There is another collision type that you can use, SOLID_PHYSICS_SPHERE. This does what it sounds like. Spheres and boxes behave quite differently, for example they react in different ways to being affected by forces and spheres have a tendency to keep rolling forever (this can be minimized by damping – you should know what damping is after reading the ODE manual.)
Update: FTE now supports SOLID_PHYSICS_CYLINDER.
There is also SOLID_BSP for physics objects – I haven’t tried that yet, but Spike says it’ll make a BSP (bmodel) collide correctly. The other collision geoms (cylinder, trimesh etc) don’t work yet in FTE.
Mass is relevant only in relation to forces and the mass of other objects. Bouncefactor is how prone to bouncing the object is; 0 = no bounces, 1 = very bouncy. Bouncestop is the minimum impact velocity required to produce a bounce (multiply by sv_gravity, ie 800 in Quake). Friction is a multiplier for the contact mu… you did read the manual, yes? Setsize is a bit sensitive; you can tweak the object’s mins and maxs to make it collide more correctly (r_showbboxes 1 might help), but don’t make the box too tight or you will see NAN errors. For spheres, the bbox should always be a cube (x=y=z.) physics_enable() includes the object in the ODE physics simulation (note you need to call this again if the object auto-disabled.) Application of force also enables the object.

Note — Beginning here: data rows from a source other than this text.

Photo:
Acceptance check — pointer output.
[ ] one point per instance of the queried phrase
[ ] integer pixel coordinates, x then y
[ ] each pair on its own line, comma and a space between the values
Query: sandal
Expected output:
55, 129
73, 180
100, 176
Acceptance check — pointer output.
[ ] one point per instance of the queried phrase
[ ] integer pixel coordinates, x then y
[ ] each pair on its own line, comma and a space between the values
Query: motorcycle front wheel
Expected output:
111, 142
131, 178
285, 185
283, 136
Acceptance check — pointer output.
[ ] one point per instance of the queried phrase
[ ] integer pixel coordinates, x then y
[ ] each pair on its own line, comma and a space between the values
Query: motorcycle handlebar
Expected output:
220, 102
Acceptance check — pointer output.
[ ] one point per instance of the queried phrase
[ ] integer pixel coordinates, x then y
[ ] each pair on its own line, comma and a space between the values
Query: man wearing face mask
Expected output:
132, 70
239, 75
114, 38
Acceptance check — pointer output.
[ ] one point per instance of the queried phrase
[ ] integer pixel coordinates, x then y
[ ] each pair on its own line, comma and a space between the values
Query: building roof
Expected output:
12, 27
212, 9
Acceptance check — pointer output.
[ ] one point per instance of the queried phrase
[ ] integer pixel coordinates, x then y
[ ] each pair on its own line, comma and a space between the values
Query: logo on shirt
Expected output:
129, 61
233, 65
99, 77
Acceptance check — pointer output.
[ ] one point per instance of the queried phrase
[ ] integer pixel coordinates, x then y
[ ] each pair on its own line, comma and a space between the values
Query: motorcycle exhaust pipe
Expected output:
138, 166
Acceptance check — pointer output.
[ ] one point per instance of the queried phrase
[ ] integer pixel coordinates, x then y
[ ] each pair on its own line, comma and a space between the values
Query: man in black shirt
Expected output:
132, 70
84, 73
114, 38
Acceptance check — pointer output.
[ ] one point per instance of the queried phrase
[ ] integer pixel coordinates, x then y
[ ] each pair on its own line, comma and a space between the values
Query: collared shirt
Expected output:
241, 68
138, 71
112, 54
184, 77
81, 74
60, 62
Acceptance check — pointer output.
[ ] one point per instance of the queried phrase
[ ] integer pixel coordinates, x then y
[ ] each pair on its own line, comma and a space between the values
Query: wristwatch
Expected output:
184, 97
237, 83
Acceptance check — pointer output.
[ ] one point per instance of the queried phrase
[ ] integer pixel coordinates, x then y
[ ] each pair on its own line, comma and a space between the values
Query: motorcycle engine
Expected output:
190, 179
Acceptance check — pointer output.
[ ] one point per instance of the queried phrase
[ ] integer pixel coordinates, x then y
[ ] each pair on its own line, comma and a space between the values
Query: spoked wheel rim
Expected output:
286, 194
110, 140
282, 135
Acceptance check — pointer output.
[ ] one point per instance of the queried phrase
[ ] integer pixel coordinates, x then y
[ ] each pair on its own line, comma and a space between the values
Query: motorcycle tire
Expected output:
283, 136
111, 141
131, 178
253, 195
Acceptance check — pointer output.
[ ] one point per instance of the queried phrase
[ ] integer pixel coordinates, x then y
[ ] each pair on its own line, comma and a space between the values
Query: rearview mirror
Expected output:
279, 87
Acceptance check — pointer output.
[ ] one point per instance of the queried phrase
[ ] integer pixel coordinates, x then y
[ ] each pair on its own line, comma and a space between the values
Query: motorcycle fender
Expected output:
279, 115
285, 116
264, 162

A bunch of improvements to this basic physics object would be:
- Make it activate only when the player is close
- Make it respawn should it ever fall through the map
- Enable physics only after droptofloor()
- Add custom buoyancy, friction, and damping
- Add touch and think functions to do all of the above
I’m not gonna detail this stuff; you should be able to deduce how to do this after you read the ODE manual and after you have searched fteextensions.qc for available physics-related functions and variables. I’m just gonna teach you one more thing:
Make it shootable!
Yup, we want to be able to have our own physics-enabled shooting range, right? Here’s how to do it:
- Find the code where your weapon projectiles collide with the world
- Add physics_addforce() to impart a force on any physics object.
- e.g., physics_addforce(trace_ent, somevector * 10000, ‘0 0 0’);
- where somevector is the direction and strength of the force.
- Randomize things to make it seem more lifelike!
I have to warn you that high forces can shoot physics objects through walls and such. This is not quite solved yet. You may want to have physics objects respawn if they’re lost so the player doesn’t run out of toys. How you do that is up to you.
The engine side
ODE exposes not only collision geoms, forces, or joint functionality, but also a lot of controls to the software that uses it. In FTE (as well as Darkplaces), these controls are accessed via console variables.
Here is where it pays off to read the ODE manual. You need to know what linear/angular damping is, you need to know what contact mu and contact surface layer are, you need to know that ODE auto-disables physics objects, and so forth.
If you bring up the FTE console and type physics [TAB], you will be presented with A LOT of cvars. Those control the global ODE behaviour. Here are some good settings:
- physics_ode_autodisable_time 5
- physics_ode_world_damping_angular 0.025
- physics_ode_world_damping_linear 0.025
- physics_ode_world_damping_angular_treshold 0.05
- physics_ode_world_damping_linear_treshold 0.05
- physics_ode_contactsurfacelayer 0.001
There are many others and I cannot really hold your hand through all of them. RTFM!
I will explore joints such as hinges etc. at a later time. This is basically how you make cars or seesaws.